The Financial Services Commission halted the review of KT’s plan because the country’s Fair Trade Commission is conducting a follow-up probe of the operator, related to a price-fixing case dating back to 2016.
At the time, KT was fined KRW700 billion ($616 million) for violating the Fair Trade Act.
Yonhap News Agency explained a recently implemented law enables technology companies to hold a maximum stake of 34 per cent in online-only banks.

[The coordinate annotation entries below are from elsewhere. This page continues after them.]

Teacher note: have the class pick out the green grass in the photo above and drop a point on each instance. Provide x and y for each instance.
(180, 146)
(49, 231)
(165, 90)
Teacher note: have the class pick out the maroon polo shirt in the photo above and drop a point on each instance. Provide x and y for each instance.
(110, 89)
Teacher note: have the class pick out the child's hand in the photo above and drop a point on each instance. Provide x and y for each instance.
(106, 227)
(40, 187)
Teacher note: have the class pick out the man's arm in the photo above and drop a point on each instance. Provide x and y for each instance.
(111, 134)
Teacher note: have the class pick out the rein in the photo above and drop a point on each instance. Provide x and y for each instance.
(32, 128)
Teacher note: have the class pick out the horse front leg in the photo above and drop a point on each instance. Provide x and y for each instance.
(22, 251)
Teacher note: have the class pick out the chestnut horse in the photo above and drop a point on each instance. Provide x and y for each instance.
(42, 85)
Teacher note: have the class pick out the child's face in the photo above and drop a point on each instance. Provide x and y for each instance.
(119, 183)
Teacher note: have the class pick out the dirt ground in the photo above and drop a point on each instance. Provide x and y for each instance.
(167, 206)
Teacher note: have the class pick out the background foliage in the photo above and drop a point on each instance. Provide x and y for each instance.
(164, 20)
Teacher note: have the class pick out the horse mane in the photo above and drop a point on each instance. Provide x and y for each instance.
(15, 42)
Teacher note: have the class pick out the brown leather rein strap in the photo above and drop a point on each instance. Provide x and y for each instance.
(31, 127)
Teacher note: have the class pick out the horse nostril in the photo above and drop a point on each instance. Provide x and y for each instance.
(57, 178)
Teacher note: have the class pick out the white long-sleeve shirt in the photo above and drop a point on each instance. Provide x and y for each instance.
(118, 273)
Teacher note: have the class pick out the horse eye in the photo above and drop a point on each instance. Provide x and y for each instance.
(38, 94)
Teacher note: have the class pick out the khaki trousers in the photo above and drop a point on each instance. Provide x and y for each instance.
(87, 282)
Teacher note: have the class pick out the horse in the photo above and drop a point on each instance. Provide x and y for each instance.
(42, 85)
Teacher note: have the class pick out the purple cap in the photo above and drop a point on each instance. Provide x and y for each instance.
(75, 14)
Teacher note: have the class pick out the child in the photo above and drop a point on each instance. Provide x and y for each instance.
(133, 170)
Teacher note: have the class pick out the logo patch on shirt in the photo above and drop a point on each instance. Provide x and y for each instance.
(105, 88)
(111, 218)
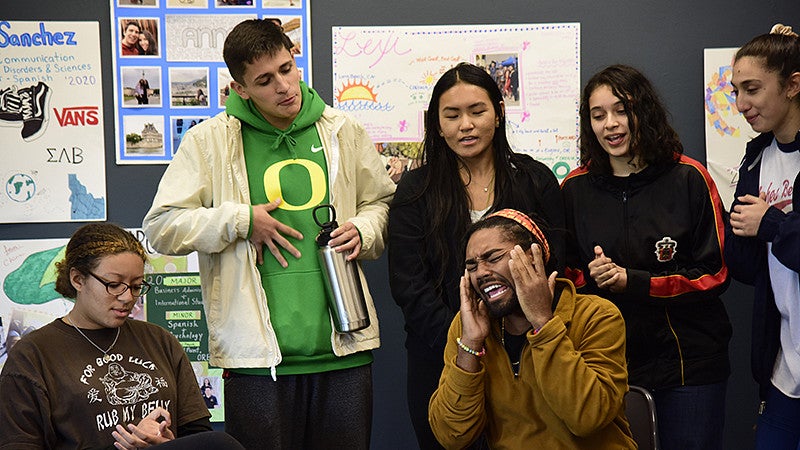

However, Korea JoongAng Daily noted the same law prohibits a company found guilty of breaching the fair trade regulations from becoming an internet bank’s largest shareholder for five years after the violation.
KT wants to expand its stake in order to raise new capital for the struggling bank since other shareholders are reluctant to offer additional financing, the newspaper wrote.
The aim was to raise KRW592 billion for K bank from a rights offering.
K bank posted a net loss of KRW80 billion in 2018, down from a KRW84 billion loss in 2017.
It is one of two internet-only banks in South Korea, with Alibaba’s Alipay, Woori Bank and Hyundai Securities among its 21 partners.